Je fais partie de ceux qui ont été très heureux, ravis, enchantés, de l’élection de Poutine. En plus : au premier tour !

 

Sans être surpris. Ni de l’ampleur de son succès, ni de la fureur des occidentaux. Il fallait être à la solde de l’industrie de la propagande pour ne pas voir, ou reconnaître, la formidable popularité de Poutine en Russie. Un des rares en France à en témoigner, timidement face aux pressions ambiantes, fut Sylvain Tesson qui a vécu à plusieurs reprises dans la Russie profonde. (*)

 

Poutine n’est pas l’homme providentiel qui va sauver l’humanité. Tout simplement, un Homme d’Etat. Ce qui est déjà : énorme ! Pas un homme au pouvoir, en Occident, ne lui arrive à la cheville. Que dis-je : à la plante des pieds !...

 

Dans le meilleur des cas, ce ne sont que clowns pour shows télévisés à la Berlusconi ou Obama. Dans le pire, des psychopathes rêvant de détruire pays et nations en les pillant. Les candidats “milliardaires-républicains” aux primaires de l’élection présidentielle américaine, sombrant dans la surenchère belliciste et sanguinaire, révèlent l'étendue de ce désastre intellectuel et politique. Sans parler des « déglingués », drogués de violence et de paranoïa, dirigeant l’entité sioniste…

 

La campagne calomniatrice précédant et suivant son élection dans tous les médias, français et occidentaux dans leur ensemble, m’a particulièrement amusé.
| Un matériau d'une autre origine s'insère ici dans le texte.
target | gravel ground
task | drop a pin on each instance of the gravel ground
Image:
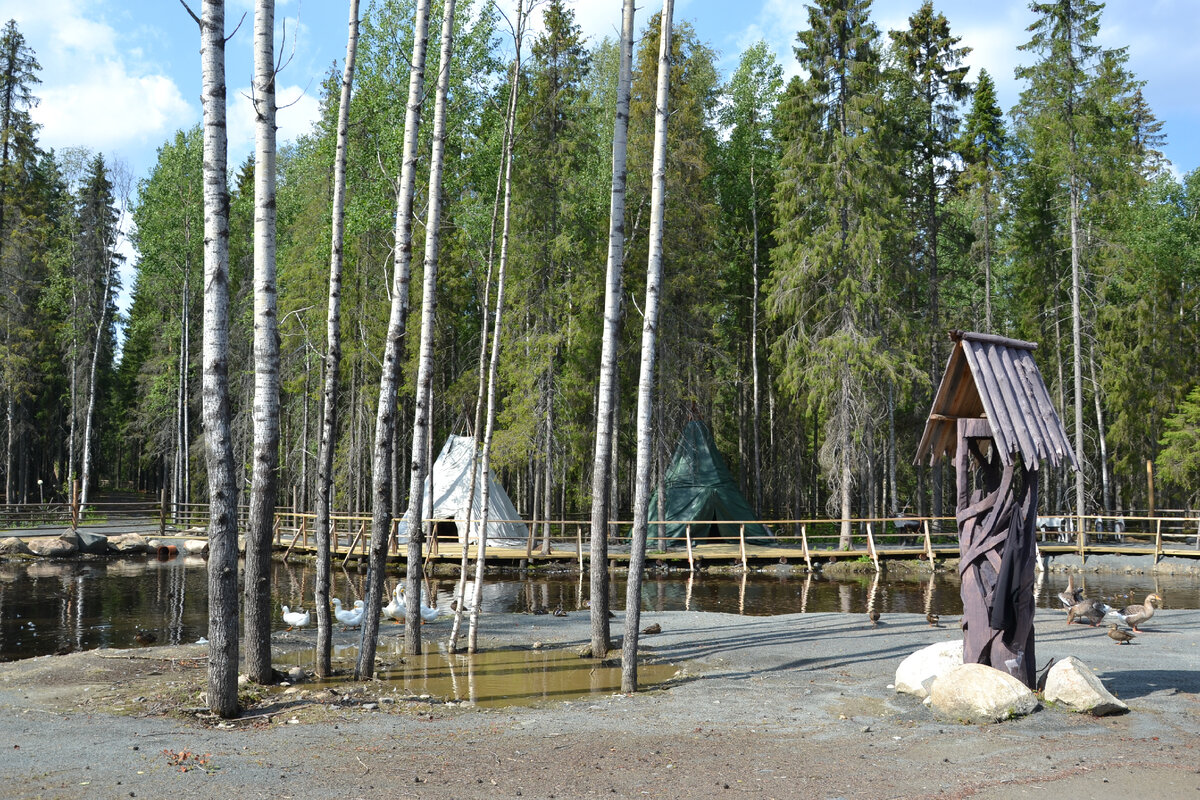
(779, 707)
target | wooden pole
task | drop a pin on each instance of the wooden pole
(804, 543)
(687, 534)
(162, 512)
(870, 547)
(742, 546)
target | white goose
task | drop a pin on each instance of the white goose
(349, 618)
(298, 618)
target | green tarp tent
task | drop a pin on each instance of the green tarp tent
(700, 489)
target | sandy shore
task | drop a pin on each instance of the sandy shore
(780, 707)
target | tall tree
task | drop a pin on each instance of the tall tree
(222, 684)
(333, 364)
(264, 479)
(601, 463)
(649, 348)
(385, 414)
(835, 202)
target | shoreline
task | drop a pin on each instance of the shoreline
(792, 705)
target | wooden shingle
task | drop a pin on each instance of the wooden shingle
(996, 379)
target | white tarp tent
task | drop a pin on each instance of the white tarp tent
(451, 486)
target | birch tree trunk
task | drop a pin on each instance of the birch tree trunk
(264, 479)
(495, 360)
(423, 426)
(222, 675)
(385, 417)
(603, 465)
(646, 378)
(333, 362)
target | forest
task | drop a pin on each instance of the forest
(820, 238)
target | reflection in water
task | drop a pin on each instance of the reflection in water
(60, 606)
(492, 678)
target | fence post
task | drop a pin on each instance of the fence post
(804, 543)
(870, 547)
(687, 533)
(742, 546)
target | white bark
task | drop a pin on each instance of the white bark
(222, 674)
(493, 364)
(604, 462)
(333, 360)
(385, 416)
(423, 419)
(264, 477)
(646, 379)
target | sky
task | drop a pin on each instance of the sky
(120, 77)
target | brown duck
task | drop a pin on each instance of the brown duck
(1119, 636)
(1138, 613)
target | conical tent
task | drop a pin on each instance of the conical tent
(701, 491)
(451, 486)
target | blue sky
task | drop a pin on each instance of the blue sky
(121, 76)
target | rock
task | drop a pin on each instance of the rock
(54, 546)
(978, 693)
(919, 669)
(90, 542)
(129, 543)
(1071, 683)
(195, 546)
(13, 546)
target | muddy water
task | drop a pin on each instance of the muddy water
(493, 678)
(57, 607)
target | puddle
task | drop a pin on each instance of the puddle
(490, 679)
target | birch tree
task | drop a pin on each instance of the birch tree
(222, 678)
(646, 377)
(423, 421)
(603, 462)
(264, 480)
(385, 415)
(333, 364)
(493, 362)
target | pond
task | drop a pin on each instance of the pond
(59, 607)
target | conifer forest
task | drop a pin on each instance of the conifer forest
(819, 238)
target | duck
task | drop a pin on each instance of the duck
(1119, 636)
(395, 609)
(1138, 613)
(298, 618)
(1090, 611)
(1071, 595)
(351, 618)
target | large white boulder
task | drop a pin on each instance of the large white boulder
(978, 693)
(918, 671)
(1072, 684)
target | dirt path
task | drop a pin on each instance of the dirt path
(780, 707)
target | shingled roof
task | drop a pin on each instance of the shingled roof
(995, 378)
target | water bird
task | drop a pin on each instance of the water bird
(395, 608)
(1119, 636)
(1071, 595)
(298, 618)
(1138, 613)
(1087, 611)
(352, 617)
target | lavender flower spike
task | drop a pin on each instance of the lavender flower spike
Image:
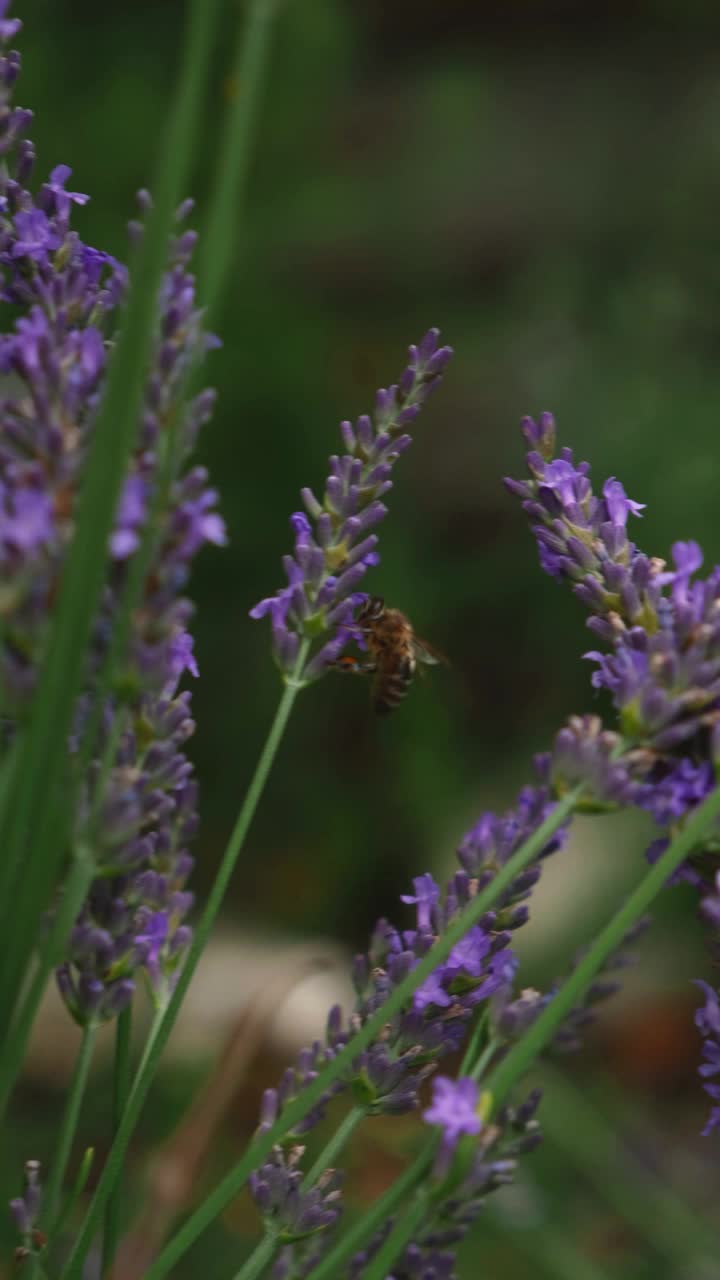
(335, 543)
(136, 798)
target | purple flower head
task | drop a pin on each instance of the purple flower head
(335, 543)
(427, 894)
(582, 536)
(707, 1022)
(497, 1146)
(292, 1214)
(24, 1211)
(454, 1107)
(136, 798)
(710, 905)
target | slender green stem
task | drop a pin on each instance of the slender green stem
(331, 1151)
(363, 1230)
(651, 1206)
(49, 955)
(80, 1184)
(31, 851)
(256, 1152)
(68, 1127)
(484, 1059)
(502, 1079)
(236, 151)
(527, 1048)
(167, 1018)
(121, 1092)
(258, 1260)
(401, 1234)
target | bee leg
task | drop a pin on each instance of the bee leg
(354, 667)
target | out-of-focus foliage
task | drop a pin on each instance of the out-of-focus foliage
(541, 181)
(542, 184)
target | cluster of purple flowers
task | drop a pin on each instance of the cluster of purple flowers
(490, 1164)
(661, 666)
(333, 544)
(481, 969)
(24, 1208)
(136, 809)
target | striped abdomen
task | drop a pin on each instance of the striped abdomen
(392, 681)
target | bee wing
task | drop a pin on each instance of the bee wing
(428, 654)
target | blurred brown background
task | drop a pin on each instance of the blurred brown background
(541, 181)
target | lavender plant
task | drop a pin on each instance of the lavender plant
(108, 904)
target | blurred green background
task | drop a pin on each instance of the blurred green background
(542, 182)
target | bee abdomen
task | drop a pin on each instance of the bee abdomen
(393, 688)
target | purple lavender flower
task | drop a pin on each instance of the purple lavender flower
(661, 667)
(136, 809)
(291, 1214)
(491, 1165)
(24, 1208)
(454, 1107)
(335, 547)
(710, 905)
(492, 841)
(707, 1022)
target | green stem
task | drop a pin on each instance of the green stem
(28, 827)
(121, 1092)
(167, 1018)
(363, 1230)
(527, 1048)
(258, 1260)
(478, 1070)
(236, 151)
(520, 1057)
(295, 1111)
(331, 1151)
(474, 1043)
(69, 1124)
(49, 955)
(80, 1184)
(402, 1233)
(582, 1133)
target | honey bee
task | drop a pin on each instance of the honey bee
(395, 652)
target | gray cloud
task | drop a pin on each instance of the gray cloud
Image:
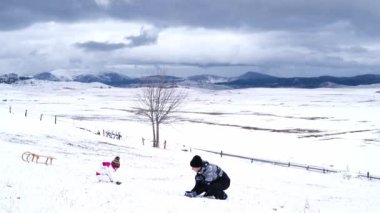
(364, 15)
(99, 46)
(145, 38)
(290, 36)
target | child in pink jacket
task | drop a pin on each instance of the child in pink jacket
(107, 171)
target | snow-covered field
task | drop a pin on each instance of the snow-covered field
(338, 129)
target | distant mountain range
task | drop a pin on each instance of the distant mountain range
(247, 80)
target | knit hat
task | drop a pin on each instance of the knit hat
(116, 162)
(196, 161)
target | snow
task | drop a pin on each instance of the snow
(154, 180)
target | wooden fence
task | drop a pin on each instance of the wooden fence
(289, 164)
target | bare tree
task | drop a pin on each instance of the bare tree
(158, 102)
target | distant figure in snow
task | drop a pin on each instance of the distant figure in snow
(107, 171)
(210, 178)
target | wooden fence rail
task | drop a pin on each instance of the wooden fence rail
(288, 164)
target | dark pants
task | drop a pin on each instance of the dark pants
(216, 188)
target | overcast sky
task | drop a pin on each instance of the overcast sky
(189, 37)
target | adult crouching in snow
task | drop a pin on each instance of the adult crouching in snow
(107, 171)
(210, 179)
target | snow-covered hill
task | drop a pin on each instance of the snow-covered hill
(154, 180)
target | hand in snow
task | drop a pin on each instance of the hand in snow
(190, 194)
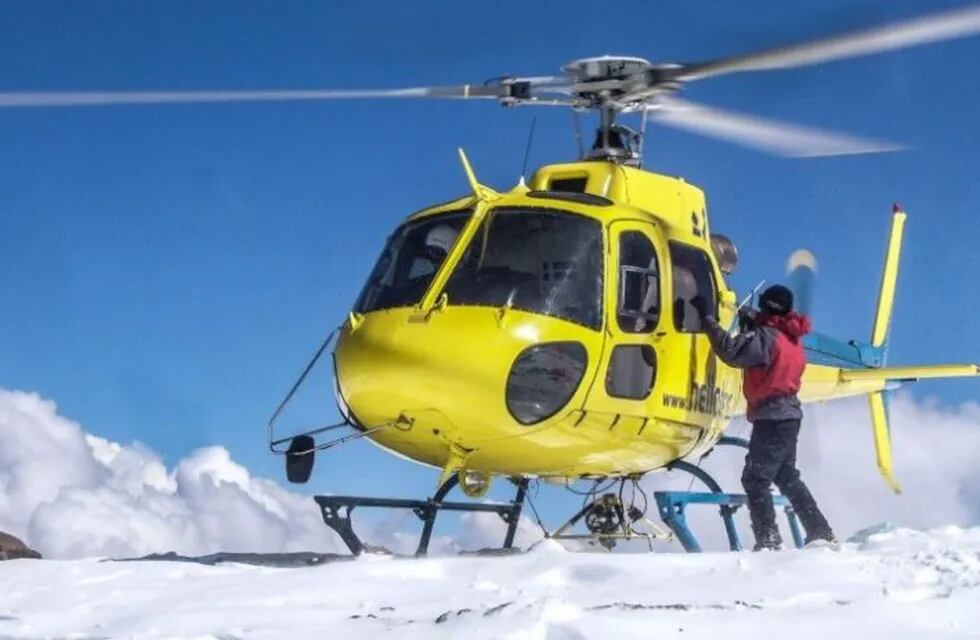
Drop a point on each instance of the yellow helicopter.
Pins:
(550, 331)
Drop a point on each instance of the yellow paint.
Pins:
(883, 443)
(910, 373)
(889, 276)
(442, 368)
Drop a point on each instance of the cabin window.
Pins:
(409, 262)
(639, 284)
(632, 370)
(538, 260)
(692, 279)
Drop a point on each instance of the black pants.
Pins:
(772, 459)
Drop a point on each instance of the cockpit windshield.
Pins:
(539, 260)
(410, 259)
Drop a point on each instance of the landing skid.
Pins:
(606, 517)
(337, 510)
(673, 504)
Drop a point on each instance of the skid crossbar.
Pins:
(672, 505)
(336, 511)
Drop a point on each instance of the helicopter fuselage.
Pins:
(558, 337)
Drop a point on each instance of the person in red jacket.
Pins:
(772, 359)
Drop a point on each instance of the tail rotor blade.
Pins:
(771, 136)
(801, 271)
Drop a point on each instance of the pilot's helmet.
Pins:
(438, 242)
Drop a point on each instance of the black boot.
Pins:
(825, 535)
(768, 540)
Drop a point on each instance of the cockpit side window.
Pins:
(692, 279)
(639, 284)
(543, 261)
(409, 262)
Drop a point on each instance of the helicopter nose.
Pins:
(463, 376)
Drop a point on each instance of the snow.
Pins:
(892, 583)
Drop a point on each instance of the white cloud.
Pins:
(70, 494)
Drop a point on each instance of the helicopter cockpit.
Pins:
(540, 260)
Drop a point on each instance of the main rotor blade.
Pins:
(102, 98)
(933, 28)
(772, 136)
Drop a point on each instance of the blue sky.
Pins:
(165, 271)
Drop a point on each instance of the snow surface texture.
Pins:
(892, 585)
(69, 494)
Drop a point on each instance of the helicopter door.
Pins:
(694, 392)
(628, 371)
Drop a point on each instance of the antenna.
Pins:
(577, 124)
(527, 150)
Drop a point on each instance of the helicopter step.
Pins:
(336, 511)
(672, 505)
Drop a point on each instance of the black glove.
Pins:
(701, 307)
(746, 319)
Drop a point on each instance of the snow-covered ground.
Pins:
(895, 584)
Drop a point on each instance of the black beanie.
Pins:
(777, 300)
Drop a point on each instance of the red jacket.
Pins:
(773, 360)
(784, 371)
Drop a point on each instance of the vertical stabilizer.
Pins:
(889, 276)
(883, 441)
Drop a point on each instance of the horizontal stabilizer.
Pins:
(910, 373)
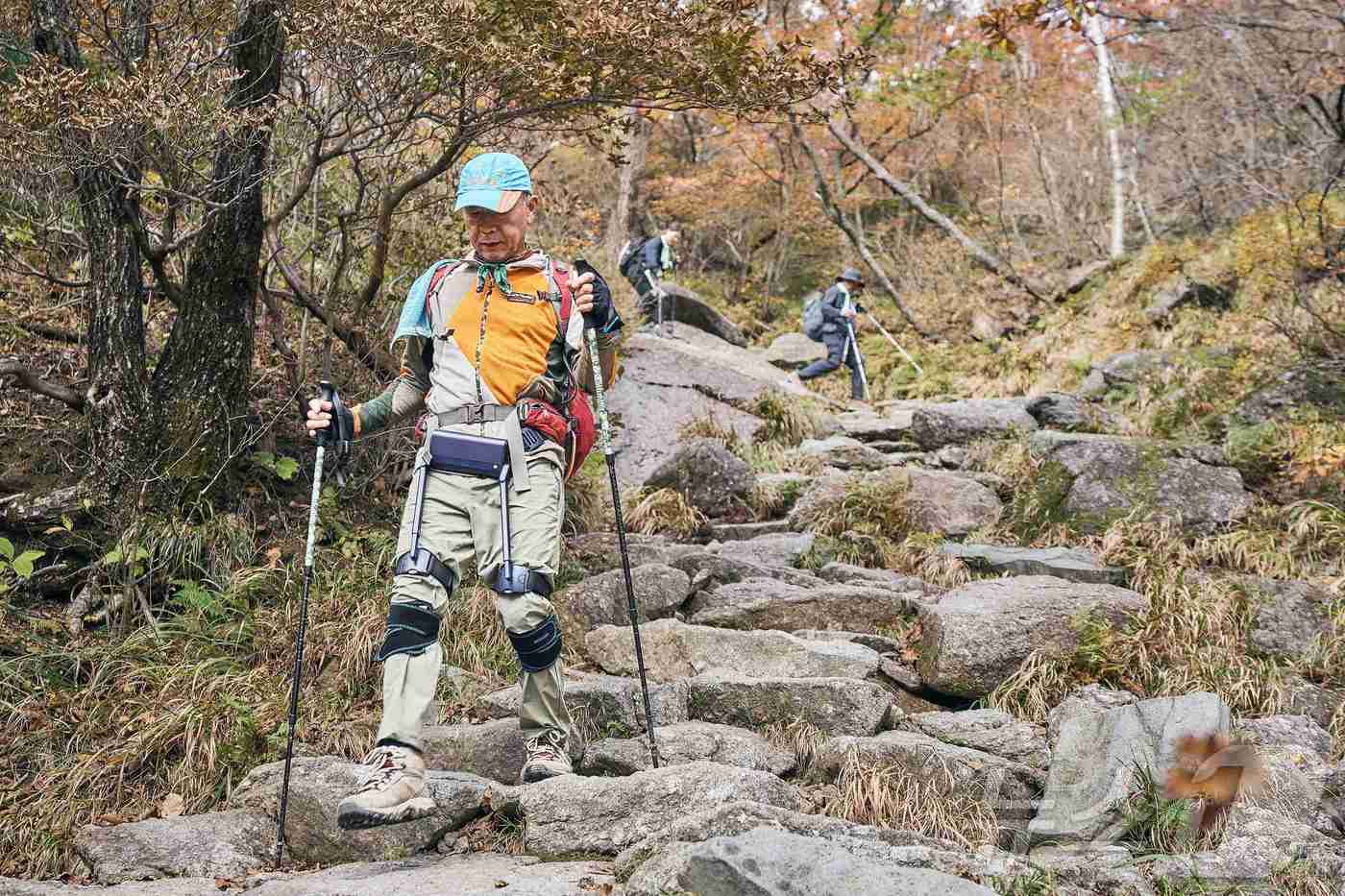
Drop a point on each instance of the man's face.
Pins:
(500, 235)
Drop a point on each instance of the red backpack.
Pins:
(577, 430)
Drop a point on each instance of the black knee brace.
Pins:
(423, 563)
(412, 628)
(513, 579)
(540, 647)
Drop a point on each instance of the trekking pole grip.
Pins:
(329, 395)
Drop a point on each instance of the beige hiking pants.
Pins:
(461, 516)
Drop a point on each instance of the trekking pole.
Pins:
(329, 393)
(605, 432)
(896, 345)
(658, 296)
(858, 359)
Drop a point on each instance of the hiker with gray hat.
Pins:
(838, 311)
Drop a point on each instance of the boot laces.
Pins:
(545, 747)
(385, 764)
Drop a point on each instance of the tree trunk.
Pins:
(206, 368)
(623, 225)
(148, 433)
(1112, 127)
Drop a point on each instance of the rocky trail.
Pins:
(776, 689)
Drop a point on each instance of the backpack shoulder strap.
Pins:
(565, 301)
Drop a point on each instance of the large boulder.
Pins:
(1106, 478)
(708, 475)
(212, 845)
(957, 423)
(1320, 385)
(571, 814)
(1082, 701)
(1180, 289)
(686, 742)
(601, 600)
(833, 705)
(1095, 761)
(772, 862)
(1290, 617)
(686, 307)
(978, 635)
(675, 650)
(794, 350)
(950, 503)
(601, 705)
(319, 784)
(1072, 564)
(764, 603)
(989, 731)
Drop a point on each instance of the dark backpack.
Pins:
(629, 254)
(813, 319)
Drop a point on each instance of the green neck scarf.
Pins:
(497, 274)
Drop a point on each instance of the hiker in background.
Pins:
(645, 264)
(838, 308)
(493, 348)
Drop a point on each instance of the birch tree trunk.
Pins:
(1112, 127)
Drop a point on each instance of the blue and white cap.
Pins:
(493, 181)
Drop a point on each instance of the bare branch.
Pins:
(30, 379)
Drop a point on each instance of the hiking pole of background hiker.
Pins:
(858, 358)
(605, 433)
(896, 345)
(659, 295)
(329, 393)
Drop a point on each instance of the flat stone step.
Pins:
(1072, 564)
(742, 532)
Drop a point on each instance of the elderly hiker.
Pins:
(838, 311)
(491, 350)
(646, 268)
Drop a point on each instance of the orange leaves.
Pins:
(1329, 462)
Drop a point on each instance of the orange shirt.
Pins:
(518, 332)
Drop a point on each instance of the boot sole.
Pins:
(355, 818)
(531, 777)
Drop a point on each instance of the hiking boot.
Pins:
(390, 791)
(547, 758)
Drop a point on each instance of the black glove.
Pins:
(602, 318)
(340, 430)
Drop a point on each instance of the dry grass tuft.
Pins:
(663, 512)
(1039, 684)
(797, 736)
(784, 420)
(930, 805)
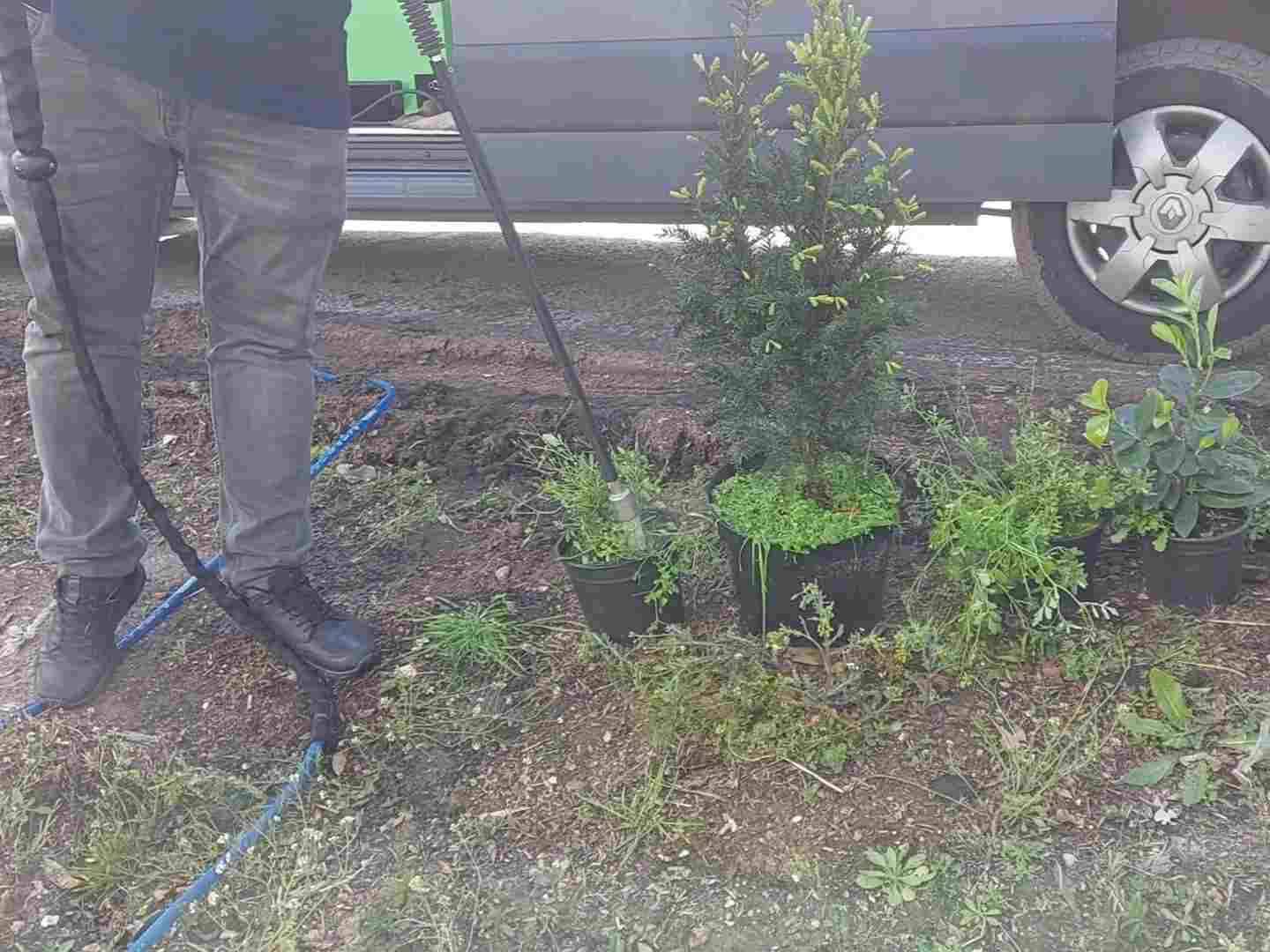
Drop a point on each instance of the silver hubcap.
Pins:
(1192, 195)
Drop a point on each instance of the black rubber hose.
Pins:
(427, 37)
(36, 165)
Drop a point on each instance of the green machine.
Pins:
(383, 60)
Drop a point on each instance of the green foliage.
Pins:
(787, 292)
(771, 509)
(591, 531)
(996, 517)
(1179, 729)
(723, 692)
(471, 637)
(1180, 435)
(900, 874)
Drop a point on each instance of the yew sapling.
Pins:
(1180, 435)
(785, 282)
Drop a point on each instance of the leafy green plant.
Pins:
(1180, 435)
(787, 285)
(1179, 729)
(997, 517)
(592, 533)
(474, 636)
(897, 874)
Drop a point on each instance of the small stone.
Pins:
(954, 787)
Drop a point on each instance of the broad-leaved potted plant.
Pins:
(1200, 475)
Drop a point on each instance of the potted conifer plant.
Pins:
(785, 288)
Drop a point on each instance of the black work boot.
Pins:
(325, 637)
(79, 652)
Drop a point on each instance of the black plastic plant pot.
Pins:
(612, 597)
(852, 576)
(1195, 573)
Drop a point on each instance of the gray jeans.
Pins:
(271, 206)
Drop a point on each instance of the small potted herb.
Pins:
(621, 591)
(785, 287)
(1200, 478)
(1015, 530)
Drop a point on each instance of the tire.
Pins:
(1172, 216)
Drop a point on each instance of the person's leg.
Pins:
(113, 190)
(271, 205)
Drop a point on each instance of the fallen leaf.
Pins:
(61, 877)
(1012, 740)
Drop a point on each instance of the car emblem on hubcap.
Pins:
(1171, 213)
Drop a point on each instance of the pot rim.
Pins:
(1244, 525)
(1061, 539)
(718, 479)
(621, 562)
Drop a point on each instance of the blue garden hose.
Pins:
(299, 782)
(193, 585)
(34, 167)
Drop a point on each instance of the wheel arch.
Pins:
(1244, 22)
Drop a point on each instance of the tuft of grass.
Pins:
(453, 686)
(1036, 764)
(152, 824)
(640, 814)
(721, 689)
(17, 522)
(26, 811)
(403, 502)
(476, 636)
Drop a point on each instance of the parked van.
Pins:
(1132, 138)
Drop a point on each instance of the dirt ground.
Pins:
(514, 834)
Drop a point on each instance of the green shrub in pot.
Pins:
(1200, 472)
(1015, 528)
(591, 534)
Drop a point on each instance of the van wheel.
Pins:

Les plus acharnés, en France, étant TV et radios du "service public" : JT, documentaires, émissions « culturelles ». Un implacable matraquage, à grandes louches de lamentations démocratiques. Ô rage ! Ô désespoir !  Le tyran est de retour !

 

Incapables de la moindre diversité ou équilibre dans l’information, de regrouper dans un panel des anti-Poutine hystériques, mais aussi des observateurs plus « objectifs ». Ce n’était que diffamation à jets continus : système Poutine, mafia Poutine, nouveau tsar, empereur, autocrate, etc. Conscience professionnelle ? Déontologie ? Aucune notion… Normal, vu l’état de notre “société de la désinformation”, corrompue de cynisme.

 

Manœuvres de déstabilisation et tentatives d’assassinat des occidentaux vont se multiplier, Poutine le sait. Ce qui l’encourage d’autant à poursuivre son œuvre de redressement, économique, politique et militaire, de la Russie. C’est une chance pour ce pays. Mais, aussi, pour les autres.

 

Incontestablement, l’équilibre mondial a besoin d’une Russie forte et prospère, pivot de stabilité entre Europe, Moyen-Orient et Asie. Sa pondération, mesure, sens des responsabilités, sont un atout pour la paix sur notre planète. Des fous veulent l’entraîner dans la guerre. Il fera tout pour l’éviter. S’il y arrive, nous lui en serons tous redevables.

 

A l’occasion de cette élection, des lecteurs m’ont demandé de republier le portrait de Poutine que j’avais rédigé dans un texte relativement ancien, au plus fort d’une campagne de dénigrement à son encontre : Poutine – Frankenstein et les Prédateurs. Du 20 avril 2007, cinq ans ! Ce que je fais volontiers, sans pouvoir cependant reproduire d’intéressants commentaires qui avaient été échangés à cette occasion (sur le “problème tchétchène”, notamment). D’après eux, il n’aurait pas pris une ride… Je les remercie de leur gentillesse et de leur intérêt.

 

(*)  Je recommande la lecture de son récent et très beau livre, poétique et documenté, sur son séjour de 6 mois au bord du lac Baïkal : Dans les forêts de Sibérie, Gallimard, 2011.

 

 

 

 

Poutine : Frankenstein et les Prédateurs...

 

 

Un spectacle qui me ravit, c'est celui des grandes orgues de la propagande.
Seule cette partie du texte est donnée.